Charles le Goffic, le chantre de la Bretagne

Né le 14 Juillet 1863 à Lannion, Charles Le Goffic passe sa jeunesse à voguer entre Plougastel et Ploumanac’h, mais aura toute sa vie un attachement particulier à la ville de Lannion. Il est agrégé de littérature en 1887, et enseigne dans différentes grandes villes de France, tout en publiant régulièrement sur la Bretagne, son Histoire, sa Foi. Il achète en 1888 une petite maison à Run Rouz, sur la commune de Trégastel.
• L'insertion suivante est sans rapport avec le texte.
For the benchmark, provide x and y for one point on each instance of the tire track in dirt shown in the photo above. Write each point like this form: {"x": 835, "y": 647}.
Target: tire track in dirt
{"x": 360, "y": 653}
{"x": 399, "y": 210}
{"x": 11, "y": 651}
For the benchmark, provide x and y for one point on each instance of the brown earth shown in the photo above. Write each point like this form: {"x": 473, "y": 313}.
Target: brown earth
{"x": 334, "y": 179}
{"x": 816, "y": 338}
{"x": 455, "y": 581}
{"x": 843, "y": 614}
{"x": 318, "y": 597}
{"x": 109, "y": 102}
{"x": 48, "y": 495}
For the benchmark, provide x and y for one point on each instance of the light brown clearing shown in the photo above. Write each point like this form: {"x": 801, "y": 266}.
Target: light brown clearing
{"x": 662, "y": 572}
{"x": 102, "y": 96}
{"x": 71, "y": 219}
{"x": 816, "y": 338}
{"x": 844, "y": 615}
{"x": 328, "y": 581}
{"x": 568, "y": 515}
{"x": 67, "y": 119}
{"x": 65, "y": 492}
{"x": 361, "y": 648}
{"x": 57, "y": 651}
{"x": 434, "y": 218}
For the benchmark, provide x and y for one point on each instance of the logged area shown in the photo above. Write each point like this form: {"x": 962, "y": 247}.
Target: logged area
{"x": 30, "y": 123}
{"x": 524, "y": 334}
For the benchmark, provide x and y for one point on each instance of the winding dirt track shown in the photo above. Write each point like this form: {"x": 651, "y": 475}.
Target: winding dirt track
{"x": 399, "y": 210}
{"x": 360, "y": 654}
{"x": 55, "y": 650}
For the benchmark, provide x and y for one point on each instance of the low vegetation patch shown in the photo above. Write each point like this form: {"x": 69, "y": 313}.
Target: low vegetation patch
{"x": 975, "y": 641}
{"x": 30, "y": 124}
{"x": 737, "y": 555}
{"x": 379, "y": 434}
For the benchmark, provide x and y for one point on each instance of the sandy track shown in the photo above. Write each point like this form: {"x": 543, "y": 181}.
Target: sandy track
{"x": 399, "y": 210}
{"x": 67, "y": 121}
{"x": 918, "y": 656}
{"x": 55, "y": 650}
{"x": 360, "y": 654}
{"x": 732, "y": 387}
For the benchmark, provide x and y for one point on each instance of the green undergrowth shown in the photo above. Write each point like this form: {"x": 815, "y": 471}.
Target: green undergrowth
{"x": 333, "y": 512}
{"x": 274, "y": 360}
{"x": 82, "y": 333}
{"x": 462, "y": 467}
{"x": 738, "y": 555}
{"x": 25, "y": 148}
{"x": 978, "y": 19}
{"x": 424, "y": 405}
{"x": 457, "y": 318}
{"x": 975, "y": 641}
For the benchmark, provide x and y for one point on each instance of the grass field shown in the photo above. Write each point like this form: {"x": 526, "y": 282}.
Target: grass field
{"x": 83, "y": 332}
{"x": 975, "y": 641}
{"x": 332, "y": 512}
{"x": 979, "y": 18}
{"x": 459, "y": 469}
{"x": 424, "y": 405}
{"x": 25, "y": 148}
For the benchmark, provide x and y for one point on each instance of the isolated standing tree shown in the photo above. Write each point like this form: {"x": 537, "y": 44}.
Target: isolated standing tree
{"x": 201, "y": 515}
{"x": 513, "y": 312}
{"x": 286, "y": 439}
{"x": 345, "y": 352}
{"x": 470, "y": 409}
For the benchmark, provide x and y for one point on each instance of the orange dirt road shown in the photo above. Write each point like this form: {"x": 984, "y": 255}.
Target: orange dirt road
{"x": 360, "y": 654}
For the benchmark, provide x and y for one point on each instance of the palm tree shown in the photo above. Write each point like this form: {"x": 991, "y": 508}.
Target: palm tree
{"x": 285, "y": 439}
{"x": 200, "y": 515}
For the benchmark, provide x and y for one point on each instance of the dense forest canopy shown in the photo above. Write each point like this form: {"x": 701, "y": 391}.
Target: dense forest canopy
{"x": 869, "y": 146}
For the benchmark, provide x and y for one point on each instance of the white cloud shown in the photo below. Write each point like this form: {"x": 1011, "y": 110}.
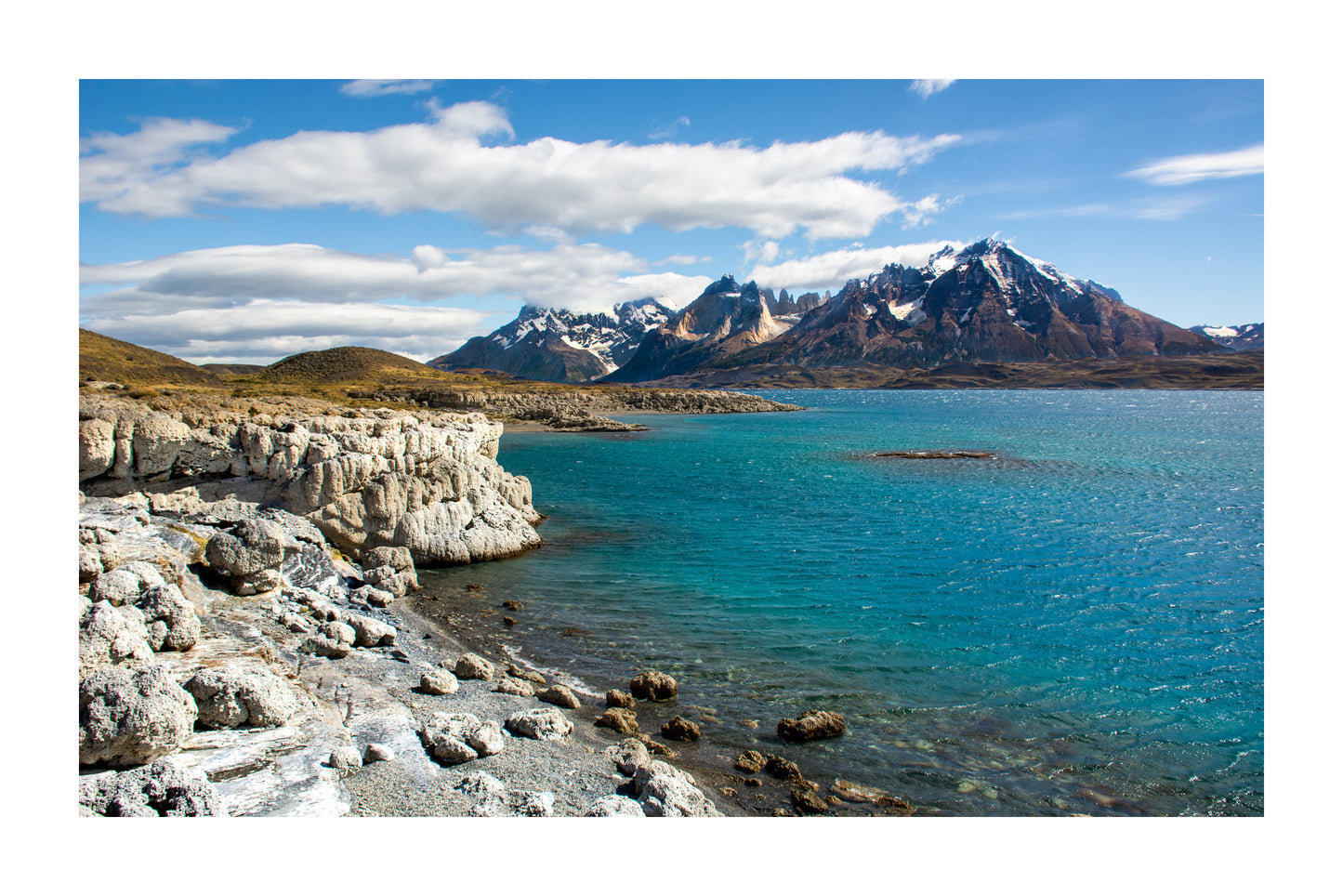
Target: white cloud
{"x": 447, "y": 165}
{"x": 928, "y": 86}
{"x": 370, "y": 87}
{"x": 261, "y": 302}
{"x": 682, "y": 259}
{"x": 832, "y": 270}
{"x": 263, "y": 331}
{"x": 1147, "y": 208}
{"x": 111, "y": 162}
{"x": 1189, "y": 169}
Il est vice-président de l’Union Régionaliste Bretonne en 1898, président de la Société des Gens de Lettre en 1922, il est également intronisé au sein du Gorsedd de Bretagne au rang de Barde d’Honneur, sous le nom « Eostik ar Garante » (le Rossignol de l’Amour). Ami d’illustres écrivains comme Ernest Renan, Anatole Le Braz ou encore François Marie Luzel, Charles Le Goffic se refusait toutefois à écrire en breton – même s’il le maitrisait et le parlait parfaitement. L’écriture KLTG n’ayant été développée qu’à partir de 1941, il est fort probable que Charles Le Goffic ne souhaitait pas manquer de respect à sa langue par des approximations orthographiques.

Auteur reconnu et à succès, Charles Le Goffic fit son entrée à l’Académie Française le 22 Mai 1930 et Henri Bordeaux, qui le reçut, déclara alors « Toute la Bretagne veut entrer ici avec vous ». Il rendra son âme à Dieu quelques mois plus tard, le 12 Février 1932, et sera inhumé dans l’enclos de l’église de Trégastel, avec son épouse Julie et sa fille Hervine-Marie.